Basira Omni 30B v0.1 — بصيرة

Basira (بصيرة)insight, deep vision, perception. The capacity not just to see, but to understand what is seen.

A first open-source attempt at an Arabic multimodal large language model: a QLoRA adapter on top of NVIDIA's Nemotron-3-Nano-Omni-30B-A3B-Reasoning, fine-tuned on the Pearl Dataset dataset for image-grounded Arabic question answering.
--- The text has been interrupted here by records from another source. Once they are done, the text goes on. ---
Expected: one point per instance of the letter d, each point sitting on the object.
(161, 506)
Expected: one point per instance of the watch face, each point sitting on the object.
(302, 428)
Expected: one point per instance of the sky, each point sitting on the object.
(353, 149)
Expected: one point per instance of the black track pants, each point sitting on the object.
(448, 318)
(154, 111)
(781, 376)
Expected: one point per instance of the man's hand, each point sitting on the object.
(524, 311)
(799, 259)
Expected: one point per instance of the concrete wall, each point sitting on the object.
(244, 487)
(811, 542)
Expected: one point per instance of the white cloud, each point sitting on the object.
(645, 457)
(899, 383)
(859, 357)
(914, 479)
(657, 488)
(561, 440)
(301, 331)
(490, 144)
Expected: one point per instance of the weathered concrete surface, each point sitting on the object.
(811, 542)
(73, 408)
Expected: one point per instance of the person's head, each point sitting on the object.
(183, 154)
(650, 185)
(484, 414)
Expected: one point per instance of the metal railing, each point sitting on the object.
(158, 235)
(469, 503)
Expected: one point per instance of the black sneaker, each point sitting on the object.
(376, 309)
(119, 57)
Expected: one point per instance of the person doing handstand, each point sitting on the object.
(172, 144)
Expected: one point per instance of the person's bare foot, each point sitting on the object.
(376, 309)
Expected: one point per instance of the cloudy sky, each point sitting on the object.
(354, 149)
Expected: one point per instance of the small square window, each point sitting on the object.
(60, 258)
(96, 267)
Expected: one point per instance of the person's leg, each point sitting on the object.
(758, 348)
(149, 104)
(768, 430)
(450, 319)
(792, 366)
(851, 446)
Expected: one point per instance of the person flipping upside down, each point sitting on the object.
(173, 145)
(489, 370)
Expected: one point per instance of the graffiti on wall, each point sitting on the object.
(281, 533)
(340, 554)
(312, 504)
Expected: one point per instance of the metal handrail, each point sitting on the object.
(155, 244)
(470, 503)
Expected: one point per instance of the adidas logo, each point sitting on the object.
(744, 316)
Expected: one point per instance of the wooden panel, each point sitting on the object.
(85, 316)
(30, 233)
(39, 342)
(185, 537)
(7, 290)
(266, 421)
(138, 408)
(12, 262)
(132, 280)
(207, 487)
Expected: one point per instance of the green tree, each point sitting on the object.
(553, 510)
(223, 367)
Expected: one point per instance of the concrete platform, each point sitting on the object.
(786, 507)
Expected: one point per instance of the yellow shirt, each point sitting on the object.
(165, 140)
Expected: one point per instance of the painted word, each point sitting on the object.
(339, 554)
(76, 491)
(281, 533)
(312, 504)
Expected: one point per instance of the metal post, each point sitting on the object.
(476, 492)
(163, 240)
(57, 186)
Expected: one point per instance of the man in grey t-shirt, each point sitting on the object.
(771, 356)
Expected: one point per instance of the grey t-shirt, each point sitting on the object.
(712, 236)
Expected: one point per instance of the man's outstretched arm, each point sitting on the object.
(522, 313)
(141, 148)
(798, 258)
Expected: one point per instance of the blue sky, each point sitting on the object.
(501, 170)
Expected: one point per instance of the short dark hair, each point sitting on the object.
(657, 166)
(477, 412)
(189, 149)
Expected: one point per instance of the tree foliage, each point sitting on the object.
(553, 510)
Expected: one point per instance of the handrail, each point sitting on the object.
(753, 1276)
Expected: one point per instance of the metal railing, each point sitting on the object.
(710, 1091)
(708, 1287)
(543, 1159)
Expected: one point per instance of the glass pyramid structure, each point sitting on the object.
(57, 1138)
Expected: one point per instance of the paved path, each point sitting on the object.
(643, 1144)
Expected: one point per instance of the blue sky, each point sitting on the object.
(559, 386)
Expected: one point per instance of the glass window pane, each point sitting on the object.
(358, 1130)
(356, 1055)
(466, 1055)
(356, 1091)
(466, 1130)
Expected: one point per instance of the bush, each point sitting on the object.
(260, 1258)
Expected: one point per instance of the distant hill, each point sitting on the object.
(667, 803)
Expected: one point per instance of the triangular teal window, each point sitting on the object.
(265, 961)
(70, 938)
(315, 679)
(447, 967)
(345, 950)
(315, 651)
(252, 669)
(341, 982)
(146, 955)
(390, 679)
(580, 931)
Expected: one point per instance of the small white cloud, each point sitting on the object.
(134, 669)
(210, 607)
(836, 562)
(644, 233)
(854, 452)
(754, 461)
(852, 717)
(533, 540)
This is a preview release (v0.1) — trained on a sample of the Pearl Dataset for 1 epoch. It is intended to demonstrate feasibility, not to be a production model. A larger run is planned.


Highlights

  • Native Arabic generation — fluent, grammatical, and contextually appropriate
  • 🖼️ Vision-grounded — accepts images and Arabic questions, produces Arabic answers
  • 🪶 Lightweight adapter — 1.75 GB LoRA (rank 16) on top of the 30B-parameter base; full base model is 4-bit quantized for inference

How to use

This repository contains a PEFT/LoRA adapter. You need the base model (nvidia/Nemotron-3-Nano-Omni-30B-A3B-Reasoning) plus this adapter on top.

import torch
from PIL import Image
from peft import PeftModel
from transformers import AutoModelForCausalLM, AutoProcessor, BitsAndBytesConfig

BASE = "nvidia/Nemotron-3-Nano-Omni-30B-A3B-Reasoning"
ADAPTER = "Omartificial-Intelligence-Space/basira-omni-30b-v0.1"

bnb = BitsAndBytesConfig(
    load_in_4bit=True,
    bnb_4bit_quant_type="nf4",
    bnb_4bit_compute_dtype=torch.bfloat16,
    bnb_4bit_use_double_quant=True,
    llm_int8_skip_modules=[
        "vision_tower", "vision_model", "vision_embed_tokens",
        "audio_tower", "audio_model",
        "multi_modal_projector", "mm_projector",
        "mamba", "lm_head",
    ],
)

processor = AutoProcessor.from_pretrained(BASE, trust_remote_code=True)
base_model = AutoModelForCausalLM.from_pretrained(
    BASE,
    quantization_config=bnb,
    device_map="auto",
    trust_remote_code=True,
    torch_dtype=torch.bfloat16,
    attn_implementation="eager",
)
model = PeftModel.from_pretrained(base_model, ADAPTER)
model.eval()

# Inference
image = Image.open("your_image.jpg").convert("RGB")
question = "ما الذي يظهر في الصورة؟"  # "What appears in the image?"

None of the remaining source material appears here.